As the USDA's chief veterinary officer, Dr. DeHaven gained national prominence in 2003 and 2004 when CWD and BSE were making headlines. His leadership during both events earned him the Secretary's Honor Award twice. The AVMA honored Dr. DeHaven's contributions to the veterinary profession with the Meritorious Service Award in 2004.
Through the years, Dr. DeHaven has worked closely with the AVMA. He represented APHIS on the Panel to the House of Delegates and was the APHIS consultant to the Animal Welfare Committee. Additionally, he has been a featured speaker at the Association's Veterinary Leadership Conference and the biennial Executive Board and House Advisory Committee legislative visits to Washington, D.C.
After the board vote in March, Dr. DeHaven met with a small number of AVMA staff. His years with APHIS were satisfying, he said, and now he's looking forward to beginning his "second career" in veterinary medicine. "It's been a rewarding career for me, but I'm not looking at this as a retirement job, by any means," he said.
As a candidate for the executive vice president position, Dr. DeHaven became even more interested in the job this January when he heard the AVMA strategic planning goals discussed during the Association's leadership conference.

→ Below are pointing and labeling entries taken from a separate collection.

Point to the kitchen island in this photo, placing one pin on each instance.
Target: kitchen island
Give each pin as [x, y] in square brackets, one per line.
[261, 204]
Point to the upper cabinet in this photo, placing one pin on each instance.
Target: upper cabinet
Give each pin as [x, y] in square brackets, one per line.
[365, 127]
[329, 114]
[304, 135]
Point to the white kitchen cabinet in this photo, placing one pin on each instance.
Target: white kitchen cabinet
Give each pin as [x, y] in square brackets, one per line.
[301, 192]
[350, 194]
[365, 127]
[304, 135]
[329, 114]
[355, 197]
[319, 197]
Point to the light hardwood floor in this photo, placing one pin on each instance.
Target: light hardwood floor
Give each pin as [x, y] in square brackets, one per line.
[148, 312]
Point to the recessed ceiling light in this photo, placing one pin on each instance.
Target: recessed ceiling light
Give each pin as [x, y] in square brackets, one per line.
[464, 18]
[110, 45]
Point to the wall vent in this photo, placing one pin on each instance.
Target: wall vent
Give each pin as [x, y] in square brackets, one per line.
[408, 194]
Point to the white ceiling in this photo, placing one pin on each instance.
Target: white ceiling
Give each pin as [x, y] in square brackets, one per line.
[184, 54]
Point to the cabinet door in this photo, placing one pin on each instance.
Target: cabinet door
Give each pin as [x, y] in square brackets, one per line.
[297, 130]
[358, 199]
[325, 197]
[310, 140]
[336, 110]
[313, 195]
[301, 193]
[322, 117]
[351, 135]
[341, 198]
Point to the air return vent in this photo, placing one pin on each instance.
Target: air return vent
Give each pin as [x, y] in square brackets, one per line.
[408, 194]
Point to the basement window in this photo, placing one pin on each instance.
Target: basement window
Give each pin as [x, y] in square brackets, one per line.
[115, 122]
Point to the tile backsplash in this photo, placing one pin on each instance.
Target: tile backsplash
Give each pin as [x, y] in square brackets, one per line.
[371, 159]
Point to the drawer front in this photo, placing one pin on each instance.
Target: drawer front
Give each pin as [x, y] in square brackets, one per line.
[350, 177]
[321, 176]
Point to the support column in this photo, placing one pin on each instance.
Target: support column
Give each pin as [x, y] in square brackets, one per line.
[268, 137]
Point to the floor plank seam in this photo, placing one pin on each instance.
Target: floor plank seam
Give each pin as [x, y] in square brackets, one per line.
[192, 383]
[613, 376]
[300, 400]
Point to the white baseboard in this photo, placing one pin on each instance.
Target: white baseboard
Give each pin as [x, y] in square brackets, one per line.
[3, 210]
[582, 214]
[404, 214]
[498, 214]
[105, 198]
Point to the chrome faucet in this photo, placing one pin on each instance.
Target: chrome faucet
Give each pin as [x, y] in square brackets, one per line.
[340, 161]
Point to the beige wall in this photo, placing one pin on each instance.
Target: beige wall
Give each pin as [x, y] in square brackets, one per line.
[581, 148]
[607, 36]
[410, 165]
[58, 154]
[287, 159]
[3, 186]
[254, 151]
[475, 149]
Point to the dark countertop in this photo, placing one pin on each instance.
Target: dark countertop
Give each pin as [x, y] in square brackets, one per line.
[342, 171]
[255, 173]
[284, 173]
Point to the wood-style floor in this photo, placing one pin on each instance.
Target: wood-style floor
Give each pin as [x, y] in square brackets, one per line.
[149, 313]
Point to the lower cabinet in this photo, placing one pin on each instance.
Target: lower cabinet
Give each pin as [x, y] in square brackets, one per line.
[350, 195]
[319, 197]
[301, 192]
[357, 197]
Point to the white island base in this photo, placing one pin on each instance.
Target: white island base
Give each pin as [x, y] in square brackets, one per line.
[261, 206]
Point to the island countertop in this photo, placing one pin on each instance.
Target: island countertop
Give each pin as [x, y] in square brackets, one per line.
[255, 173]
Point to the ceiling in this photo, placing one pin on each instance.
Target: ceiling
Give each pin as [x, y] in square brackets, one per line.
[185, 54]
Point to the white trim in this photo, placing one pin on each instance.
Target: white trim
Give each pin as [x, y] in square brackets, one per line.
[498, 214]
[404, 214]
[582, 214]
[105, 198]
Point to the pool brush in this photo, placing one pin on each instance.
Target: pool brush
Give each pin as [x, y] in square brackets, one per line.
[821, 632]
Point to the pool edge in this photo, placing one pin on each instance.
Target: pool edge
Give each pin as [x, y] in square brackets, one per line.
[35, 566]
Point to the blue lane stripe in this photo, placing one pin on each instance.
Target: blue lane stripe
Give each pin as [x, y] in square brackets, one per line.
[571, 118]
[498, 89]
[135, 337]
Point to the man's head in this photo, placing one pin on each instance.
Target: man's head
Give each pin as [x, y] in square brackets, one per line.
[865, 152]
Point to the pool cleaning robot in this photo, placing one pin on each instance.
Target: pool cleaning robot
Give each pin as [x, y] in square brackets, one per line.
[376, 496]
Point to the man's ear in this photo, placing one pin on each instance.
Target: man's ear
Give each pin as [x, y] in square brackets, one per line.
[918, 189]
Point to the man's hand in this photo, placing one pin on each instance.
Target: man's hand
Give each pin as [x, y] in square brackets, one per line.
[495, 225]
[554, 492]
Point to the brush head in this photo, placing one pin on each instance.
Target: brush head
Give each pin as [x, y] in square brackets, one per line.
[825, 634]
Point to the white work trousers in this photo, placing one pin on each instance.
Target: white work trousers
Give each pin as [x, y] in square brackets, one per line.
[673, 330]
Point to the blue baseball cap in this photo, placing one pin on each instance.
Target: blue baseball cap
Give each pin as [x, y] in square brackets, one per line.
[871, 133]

Those goals, which deal with animal welfare, veterinary workforce, economic viability, veterinary education, and veterinary services, are critically important to the future of veterinary medicine, he said.
After receiving his DVM degree from Purdue University in 1975, Dr. DeHaven spent four years as an officer in the Army Veterinary Corps before joining APHIS. Several years later, in 1989, he earned an MBA from Millsaps College in Jackson, Miss.
Dr. DeHaven was born in Salt Lake City and raised in Mount Prospect, Ill. He and his wife, Nancy, have a grown daughter and son and are grandparents.